Mas, entre nós, na América Latina, a recepção do Concílio se deu de maneira radical e generosa, na Conferência Geral do Episcopado Latino Americano, em Medellín (1968), completada, onze anos mais tarde, pela de Puebla (!969). Diante de um Continente marcado pela “injustiça institucionalizada”, os bispos latino-americanos, entre eles nosso DOM, como figura de importância maior, dão a cara e as cartas, convocando toda a Igreja da América Latina a assumir a opção evangélica pelos empobrecidos, opção essa que passa a ser o referencial nº 1 de toda a ação pastoral e da reflexão teológica que lhe deu suporte, a Teologia da Libertação. Os anos 70/80 foram, assim, a primavera das Comunidades Eclesiais de Base, das Pastorais Sociais, aqui entre nós, do Encontro de Irmãos, da PJMP, da Ação Católica Operária, do Movimento de Adolescentes e Crianças, o MAC, das Pequenas Comunidades Inseridas, da Operação Esperança, uma Igreja que renascia do meio do povo oprimido e excluído, na força do Espírito, como fermento de libertação e transformação, na perspectiva do Reino anunciado por Jesus.
Infelizmente, tivemos que suportar durante quase 25 anos um tempo de retrocesso e “restauração” do clericalismo e do reacionarismo alienado e alienante de um tempo que jamais imaginávamos que voltasse. Por santos que possam ser ou ter sido esses dois papas, o longo pontificado de João Paulo II, completado pelo de Bento XVI, coincidindo, não por mera coincidência, com a guinada à direita que o mundo dava, significou para a Igreja na América Latina e sobretudo para a Igreja no Brasil, e mais que tudo, para a Igreja em Olinda e Recife, um tempo de esvaziamento, de desmonte e calamitosa destruição.
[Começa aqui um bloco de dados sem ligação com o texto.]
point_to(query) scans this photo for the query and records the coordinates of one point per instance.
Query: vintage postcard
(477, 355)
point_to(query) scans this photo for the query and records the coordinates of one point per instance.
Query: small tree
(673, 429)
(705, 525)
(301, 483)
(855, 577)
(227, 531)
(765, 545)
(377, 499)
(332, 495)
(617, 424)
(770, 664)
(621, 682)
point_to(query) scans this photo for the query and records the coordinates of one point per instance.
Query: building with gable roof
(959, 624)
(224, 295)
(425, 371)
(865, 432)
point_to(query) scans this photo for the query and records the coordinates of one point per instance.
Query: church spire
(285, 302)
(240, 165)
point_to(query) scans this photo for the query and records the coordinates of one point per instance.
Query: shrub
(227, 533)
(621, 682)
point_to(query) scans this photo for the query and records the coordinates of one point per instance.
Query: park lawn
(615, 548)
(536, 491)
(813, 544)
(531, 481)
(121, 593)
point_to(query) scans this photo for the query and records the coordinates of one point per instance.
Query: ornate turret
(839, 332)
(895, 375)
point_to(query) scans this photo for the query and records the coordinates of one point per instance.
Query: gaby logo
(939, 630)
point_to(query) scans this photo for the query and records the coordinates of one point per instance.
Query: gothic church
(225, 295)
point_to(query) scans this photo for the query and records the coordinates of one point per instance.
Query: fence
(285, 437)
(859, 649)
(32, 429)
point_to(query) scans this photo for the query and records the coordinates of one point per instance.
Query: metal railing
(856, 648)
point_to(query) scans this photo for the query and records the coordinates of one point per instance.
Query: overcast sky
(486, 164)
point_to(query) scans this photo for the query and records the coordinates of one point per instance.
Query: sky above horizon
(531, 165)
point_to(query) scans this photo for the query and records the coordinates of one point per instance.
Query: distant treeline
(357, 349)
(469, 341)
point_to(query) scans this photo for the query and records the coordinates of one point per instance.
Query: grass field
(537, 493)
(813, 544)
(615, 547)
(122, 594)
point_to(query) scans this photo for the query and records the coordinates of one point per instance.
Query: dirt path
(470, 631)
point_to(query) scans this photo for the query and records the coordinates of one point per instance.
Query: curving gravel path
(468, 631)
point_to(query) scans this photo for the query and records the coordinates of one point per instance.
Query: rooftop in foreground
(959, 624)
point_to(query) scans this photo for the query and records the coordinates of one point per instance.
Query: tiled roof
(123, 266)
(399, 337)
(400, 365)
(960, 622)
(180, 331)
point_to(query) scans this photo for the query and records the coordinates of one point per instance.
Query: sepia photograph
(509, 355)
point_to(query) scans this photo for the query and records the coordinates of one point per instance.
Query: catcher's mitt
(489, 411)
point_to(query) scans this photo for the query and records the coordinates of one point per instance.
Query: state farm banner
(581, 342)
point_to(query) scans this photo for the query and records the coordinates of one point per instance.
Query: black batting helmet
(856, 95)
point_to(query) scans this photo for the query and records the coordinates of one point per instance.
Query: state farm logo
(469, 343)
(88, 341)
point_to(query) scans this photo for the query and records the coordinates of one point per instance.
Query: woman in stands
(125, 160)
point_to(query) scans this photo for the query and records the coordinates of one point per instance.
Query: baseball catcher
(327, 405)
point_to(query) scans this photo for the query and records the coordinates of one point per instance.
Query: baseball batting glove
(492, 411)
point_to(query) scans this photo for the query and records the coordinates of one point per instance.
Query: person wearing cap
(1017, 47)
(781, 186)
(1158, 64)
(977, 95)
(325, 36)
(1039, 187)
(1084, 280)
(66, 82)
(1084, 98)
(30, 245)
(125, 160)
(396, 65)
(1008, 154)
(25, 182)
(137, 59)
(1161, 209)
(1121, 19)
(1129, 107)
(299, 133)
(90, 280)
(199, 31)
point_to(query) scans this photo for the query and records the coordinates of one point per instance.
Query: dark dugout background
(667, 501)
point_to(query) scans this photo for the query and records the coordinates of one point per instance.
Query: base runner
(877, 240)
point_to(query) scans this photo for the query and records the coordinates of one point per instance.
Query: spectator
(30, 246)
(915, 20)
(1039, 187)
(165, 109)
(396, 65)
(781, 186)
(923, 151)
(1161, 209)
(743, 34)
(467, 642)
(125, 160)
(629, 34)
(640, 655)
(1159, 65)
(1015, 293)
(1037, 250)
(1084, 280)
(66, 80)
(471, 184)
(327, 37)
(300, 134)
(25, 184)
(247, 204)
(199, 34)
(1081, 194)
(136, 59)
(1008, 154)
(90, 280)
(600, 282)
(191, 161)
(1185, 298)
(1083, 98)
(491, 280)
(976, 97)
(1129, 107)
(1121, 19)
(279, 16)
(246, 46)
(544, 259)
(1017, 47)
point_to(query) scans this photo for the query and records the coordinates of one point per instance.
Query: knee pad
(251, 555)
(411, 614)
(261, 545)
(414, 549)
O advento de Papa Francisco chega com ares de Páscoa e Ressureição. Quando menos se esperava, um papa renuncia para que outro chegue dando a cara e as cartas que haveriam de acordar a Igreja para a retomada do Vaticano II, da Alegria do Evangelho, da opção evangélica pelos empobrecidos, da Alegria do Amor, do Ano Santo da Misericórdia. Suas palavras e sobretudo seus gestos nos lembram a cada momento o Papa Bom dos anos 50/60. Mas essa semelhança não é mera coincidência, é corajosa opção pastoral, milagre do Espírito que, como sempre, “sopra onde quer (…) mas não sabes de onde vem nem para onde vai” (Jo 3,8).
Nessa noite de Vigília, instados pelas ameaças que pesam sobre o povo brasileiro, nesses dias de trevas e retrocesso, do país e da Igreja, estamos aqui reunidos, em nome do Evangelho, em memória de Dom Helder, e precisamos ser uma Igreja que, de novo, dá a cara e as cartas, que mostra sua identidade assumindo os compromissos que a hora exige. Que tal, cada um, cada uma de nós, individualmente e enquanto coletivo eclesial que representa, da mais jovem das catequistas ao irmão Arcebispo que nos honra com sua presença, nos fazermos, pelo menos, duas perguntas essenciais:
– Estamos percebendo com clareza e abertura de coração os sinais dos tempos que a conjuntura da vida do país e da vida da Igreja nos aponta?…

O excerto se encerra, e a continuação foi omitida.